Elli and Somraj are sitting on the terrace, their faces are lit from the glow of an oil lamp. My bat ears are flapped forward to hear what’s being said. She’s telling him about her marriage. It seems she met her husband when she was studying medicine and he was learning law. They met many times before they fell in love, at friends’ houses, at demonstrations against the war in Iraq which the Amrikans called Desert Storm. Much of her talk, which is Hindi-Inglis mixed, I don’t follow. There are some things even a don for language can’t explain. What does it mean “students at pen state came out to support gay rights”? Appears these two were both idealistic idiots who thought that with law and medicine hand in hand they could change the world.

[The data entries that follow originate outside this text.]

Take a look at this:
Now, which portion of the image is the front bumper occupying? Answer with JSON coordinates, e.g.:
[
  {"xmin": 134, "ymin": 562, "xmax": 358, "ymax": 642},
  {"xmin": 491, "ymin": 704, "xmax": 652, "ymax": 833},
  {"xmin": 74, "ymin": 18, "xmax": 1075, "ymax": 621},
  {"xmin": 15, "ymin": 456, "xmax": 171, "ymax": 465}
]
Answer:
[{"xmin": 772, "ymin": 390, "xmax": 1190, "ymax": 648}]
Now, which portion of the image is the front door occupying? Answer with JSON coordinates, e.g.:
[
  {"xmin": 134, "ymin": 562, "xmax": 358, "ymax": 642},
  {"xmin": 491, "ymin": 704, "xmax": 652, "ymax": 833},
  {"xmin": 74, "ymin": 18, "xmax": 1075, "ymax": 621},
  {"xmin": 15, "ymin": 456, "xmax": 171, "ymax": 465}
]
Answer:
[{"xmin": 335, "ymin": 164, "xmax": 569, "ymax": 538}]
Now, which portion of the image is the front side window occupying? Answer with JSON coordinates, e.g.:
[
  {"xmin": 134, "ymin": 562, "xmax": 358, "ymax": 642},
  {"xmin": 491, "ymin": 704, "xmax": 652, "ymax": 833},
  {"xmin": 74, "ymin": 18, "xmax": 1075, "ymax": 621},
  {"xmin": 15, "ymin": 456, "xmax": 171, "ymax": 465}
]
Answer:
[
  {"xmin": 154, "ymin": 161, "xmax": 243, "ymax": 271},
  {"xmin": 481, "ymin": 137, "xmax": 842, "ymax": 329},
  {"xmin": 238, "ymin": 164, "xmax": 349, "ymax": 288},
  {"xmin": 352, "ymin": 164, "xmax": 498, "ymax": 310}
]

“He seemed so exciting,” says she. “He’d been to Colombia and eaten fried ants and drank stuff which he said was like a cannon blasting the skull into fragments.”

“We have daru like that,” says Somraj, “but I don’t advise you to try it.”

“I was naive,” she says, “I didn’t realise people change easier than worlds.”

The shadows on his face change, so he must be smiling. What? More smiles? And here he is drinking whisky with Elli and not even disapproving. I cannot imagine him behaving like this with any other woman. Maybe it’s because she’s a foreigner. But Somraj really seems to like her. You can see it in the way he leans forward when she talks, you can tell he wants to hear. He wants to know everything about her.

After getting married, she says, she was working long days in a hospital, the husband was struggling to make it as a lawyer. They’d come home tired and flop in front of the tele. Forgotten their lofty schemes, they were becoming the sort of people they once despised. “I mean,” she says, growing more passionate, “the sort of people for whom the world’s nothing more than a box of dancing illusions, whose ideas of what’s important stop at the edges of their own self-interest.” Somraj nods. Well, there are plenty like that in Khaufpur.

“We were drifting to a place I did not want to be. I could foresee golfing weekends and evenings out with company wives, the whole hateful middle-class flapdoodle. I wanted nothing to do with it. I felt I was losing my life. If the marriage had been better in other ways I might have tried harder to save it. I’m ashamed to say I didn’t.”